President Obama has proposed a bill to allow anyone to unlock a cell phone that they already own.  This should be just the beginning of a trend toward freeing patents and copyrights and other Intellectual Property from the hellish trap they have fallen into.  Instead of serving their original purpose, to end millennia of secrecy and lure creative people into sharing their innovations, they have become tools for constraining and limiting use, even of things that you rightfully own. I do not oppose IP or patents or copyrights!  We do need to remember what they were for. Here's an essay going into some detail.  For even more of the basic concept, see: The Transparent Society: Will Technology Make Us Choose Between Privacy and Freedom? 

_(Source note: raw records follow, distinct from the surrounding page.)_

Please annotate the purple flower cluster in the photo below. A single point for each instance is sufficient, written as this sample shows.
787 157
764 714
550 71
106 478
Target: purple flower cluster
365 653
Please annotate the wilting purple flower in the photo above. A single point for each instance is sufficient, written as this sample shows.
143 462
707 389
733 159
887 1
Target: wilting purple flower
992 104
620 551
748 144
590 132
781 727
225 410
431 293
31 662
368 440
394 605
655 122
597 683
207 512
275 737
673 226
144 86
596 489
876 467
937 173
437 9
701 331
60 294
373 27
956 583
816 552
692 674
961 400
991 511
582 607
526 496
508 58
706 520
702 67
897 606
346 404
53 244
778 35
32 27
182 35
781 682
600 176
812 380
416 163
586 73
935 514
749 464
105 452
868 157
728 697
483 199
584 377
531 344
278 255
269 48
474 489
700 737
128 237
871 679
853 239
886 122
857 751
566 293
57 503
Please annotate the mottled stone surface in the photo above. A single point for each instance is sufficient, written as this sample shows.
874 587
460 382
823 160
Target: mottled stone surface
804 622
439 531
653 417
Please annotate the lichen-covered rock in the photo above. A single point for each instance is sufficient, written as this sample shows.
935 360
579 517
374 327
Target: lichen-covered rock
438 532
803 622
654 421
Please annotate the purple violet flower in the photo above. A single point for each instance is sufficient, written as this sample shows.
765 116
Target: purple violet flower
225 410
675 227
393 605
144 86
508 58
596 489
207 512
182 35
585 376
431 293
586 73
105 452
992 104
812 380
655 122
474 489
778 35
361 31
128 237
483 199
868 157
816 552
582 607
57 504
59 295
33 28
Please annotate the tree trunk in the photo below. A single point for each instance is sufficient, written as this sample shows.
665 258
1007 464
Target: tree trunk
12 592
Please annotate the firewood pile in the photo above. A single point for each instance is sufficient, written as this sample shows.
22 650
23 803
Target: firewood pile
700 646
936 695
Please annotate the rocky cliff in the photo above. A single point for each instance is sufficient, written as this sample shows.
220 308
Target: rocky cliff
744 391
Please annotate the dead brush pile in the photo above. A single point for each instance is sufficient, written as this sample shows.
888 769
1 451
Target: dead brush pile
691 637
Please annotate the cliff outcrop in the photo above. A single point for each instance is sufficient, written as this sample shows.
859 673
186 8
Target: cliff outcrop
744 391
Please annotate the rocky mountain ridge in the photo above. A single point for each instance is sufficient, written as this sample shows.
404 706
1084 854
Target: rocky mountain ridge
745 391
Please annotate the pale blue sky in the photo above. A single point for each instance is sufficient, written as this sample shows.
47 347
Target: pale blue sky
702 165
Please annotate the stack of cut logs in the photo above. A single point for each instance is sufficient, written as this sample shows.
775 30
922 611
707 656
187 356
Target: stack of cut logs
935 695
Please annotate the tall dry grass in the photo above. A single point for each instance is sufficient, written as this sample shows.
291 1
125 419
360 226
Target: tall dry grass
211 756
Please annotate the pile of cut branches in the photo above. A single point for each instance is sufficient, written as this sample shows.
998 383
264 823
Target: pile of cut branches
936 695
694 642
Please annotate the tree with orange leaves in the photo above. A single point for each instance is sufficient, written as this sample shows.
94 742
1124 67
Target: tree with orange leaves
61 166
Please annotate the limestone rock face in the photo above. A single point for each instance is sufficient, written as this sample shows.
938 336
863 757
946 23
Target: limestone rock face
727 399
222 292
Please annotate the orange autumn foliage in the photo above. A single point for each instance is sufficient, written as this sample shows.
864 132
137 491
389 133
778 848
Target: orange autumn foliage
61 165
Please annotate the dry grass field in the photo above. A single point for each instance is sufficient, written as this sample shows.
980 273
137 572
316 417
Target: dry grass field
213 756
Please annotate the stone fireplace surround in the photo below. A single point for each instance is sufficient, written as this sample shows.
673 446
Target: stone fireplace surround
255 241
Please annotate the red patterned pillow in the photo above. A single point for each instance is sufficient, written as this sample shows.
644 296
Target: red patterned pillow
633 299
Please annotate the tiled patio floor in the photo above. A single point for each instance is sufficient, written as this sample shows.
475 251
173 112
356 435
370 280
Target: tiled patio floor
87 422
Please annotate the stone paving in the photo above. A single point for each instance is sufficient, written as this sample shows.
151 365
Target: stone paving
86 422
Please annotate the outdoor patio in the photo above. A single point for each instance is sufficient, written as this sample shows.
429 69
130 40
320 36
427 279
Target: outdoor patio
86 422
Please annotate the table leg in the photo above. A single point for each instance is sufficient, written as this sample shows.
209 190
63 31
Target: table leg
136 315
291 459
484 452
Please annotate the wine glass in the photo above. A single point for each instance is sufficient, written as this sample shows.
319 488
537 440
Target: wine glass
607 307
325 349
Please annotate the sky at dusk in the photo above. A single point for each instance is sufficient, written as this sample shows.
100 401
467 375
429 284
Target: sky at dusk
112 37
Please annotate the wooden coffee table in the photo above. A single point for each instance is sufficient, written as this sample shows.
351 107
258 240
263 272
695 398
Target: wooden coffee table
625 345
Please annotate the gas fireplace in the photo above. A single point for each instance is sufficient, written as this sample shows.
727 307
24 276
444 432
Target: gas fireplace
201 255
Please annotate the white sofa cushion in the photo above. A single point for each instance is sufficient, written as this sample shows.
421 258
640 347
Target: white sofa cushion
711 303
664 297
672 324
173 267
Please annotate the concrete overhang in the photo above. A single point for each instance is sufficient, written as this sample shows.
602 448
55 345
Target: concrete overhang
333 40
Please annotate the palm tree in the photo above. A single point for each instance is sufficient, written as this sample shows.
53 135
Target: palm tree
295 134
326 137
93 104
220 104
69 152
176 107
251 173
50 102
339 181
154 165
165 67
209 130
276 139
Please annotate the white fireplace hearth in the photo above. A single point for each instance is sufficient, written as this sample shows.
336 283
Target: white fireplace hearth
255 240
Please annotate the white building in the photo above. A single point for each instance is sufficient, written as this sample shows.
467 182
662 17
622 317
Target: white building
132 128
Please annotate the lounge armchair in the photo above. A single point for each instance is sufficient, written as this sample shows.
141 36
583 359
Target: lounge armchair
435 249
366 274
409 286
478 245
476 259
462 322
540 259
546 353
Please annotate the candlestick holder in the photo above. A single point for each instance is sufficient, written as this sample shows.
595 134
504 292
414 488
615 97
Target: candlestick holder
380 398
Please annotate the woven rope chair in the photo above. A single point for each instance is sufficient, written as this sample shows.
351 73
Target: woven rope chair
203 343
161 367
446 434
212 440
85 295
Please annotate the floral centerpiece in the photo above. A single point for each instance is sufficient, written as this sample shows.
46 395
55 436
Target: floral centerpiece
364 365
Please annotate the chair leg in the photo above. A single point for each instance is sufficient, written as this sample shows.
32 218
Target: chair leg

For decades, "phage therapy" was  a realm of medicine that always seemed to glimmer on the tantalyzing horizon. Pursued mostly by Soviet scientists, the notion was to find viruses that would preferentially infect and kill the kinds of microbes that are parasites on humans. There is even a variety that attacks human cancer cells preferentially. An oncolytic virus is a virus that infects and kills cancer cells without damaging healthy tissue.  In science fiction, the concept of an oncolytic virus was first introduced to the public in Jack Williamson's 1951 novel Dragon's Island. Alas, this field hovered at the edge of proved practicality… until (apparently) right now. In response to encouraging clinical trials. For example, Amgen purchased the oncolytic virus company BioVex for $1 billion in January 2011. And more recent news suggests a phage will soon be attacking melanomas in people.  Hopefully without the results seen in the Hollywood film I Am Legend.


== And finally … ==

V. H. P. Louzada and colleagues appear to be endorsing my kind of human. "Here we propose the use of contrarians to suppress undesired synchronization."  Yes, they are talking about damping wild swings in neuronal networks, but the same wisdom can apply in societies.

See?  I told you folks it was wise to put up with ornery bastards!  Dogmas and polarized “sides” are a sure sign of diminished brain capacity.  Criticize everything. Even your allies. Especially yourself.